Q. The five-stage fine-tuning pipeline?

(1) Start from a strong open checkpoint (Llama/Mistral/Phi). (2) Curate small high-quality SFT data (often synthetic, filtered). (3) LoRA training via TRL/Axolotl on one GPU. (4) Optionally DPO. (5) Eval against held-out set + A/B test in production.

Q. Why is data quality the leverage?

Small high-quality dataset (hundreds-low thousands) typically beats large noisy one. Model imitates what it sees. Synthetic data + aggressive filtering is the cheapest practical source; mix with human-written where budget allows.

Q. Standard low-cost fine-tune recipe?

LoRA on a small (few-B-param) open base model, ~hundreds-thousands curated instruction-response pairs, TRL or Axolotl, single GPU, hours to a day. Managed providers: Together/Modal/Lambda/Anyscale. DPO follows when preference data exists.

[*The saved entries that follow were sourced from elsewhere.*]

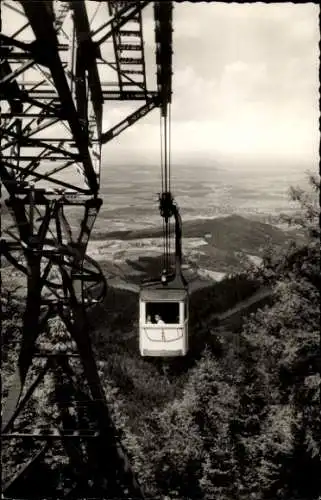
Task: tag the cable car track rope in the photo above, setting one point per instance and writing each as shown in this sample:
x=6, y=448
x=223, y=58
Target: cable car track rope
x=165, y=145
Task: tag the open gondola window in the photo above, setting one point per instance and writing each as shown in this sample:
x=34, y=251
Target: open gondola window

Q. Economics rule for 'should I fine-tune?'

Estimate per-task hosted cost × expected lifetime volume vs (fine-tune cost + serving cost). Fine-tune if meaningfully cheaper AND quality at least equal on your eval. Otherwise stay hosted.

Q. The mix architecture and where fine-tuning fits?

Fine-tune high-volume narrow inner sub-tasks (router/classifier/extractor/retriever-rewriter/eval-as-judge). Keep user-facing outer synthesis on frontier hosted. Most production fine-tunes are one or two specific inner sub-tasks; rest stays hosted.

Q. Why train-from-scratch is almost never right for an app team?

Track 15 territory; cost (compute, data, expertise, time) is enormous; result almost always underperforms hosted frontier. Only research / structural data advantage justifies it. App teams: hosted first; fine-tune specific sub-tasks when volume justifies.

Q. What's out of scope in this lesson, and why?

Training-data policy, alignment debates, contested safety claims. Engineering decision (when/how/cost/quality) and broader debates live in different forums with different stakeholders. Same discipline as T14 L10 + T15 L13.

Q. What does 'crossover' mean for fine-tuning economics?

The cumulative inference-call count where (fine-tune cost + cumulative serving cost) equals (cumulative hosted cost). Past crossover, fine-tuning saves real budget; before it, hosted is cheaper. Volume × lifetime determines whether crossover arrives early enough to matter.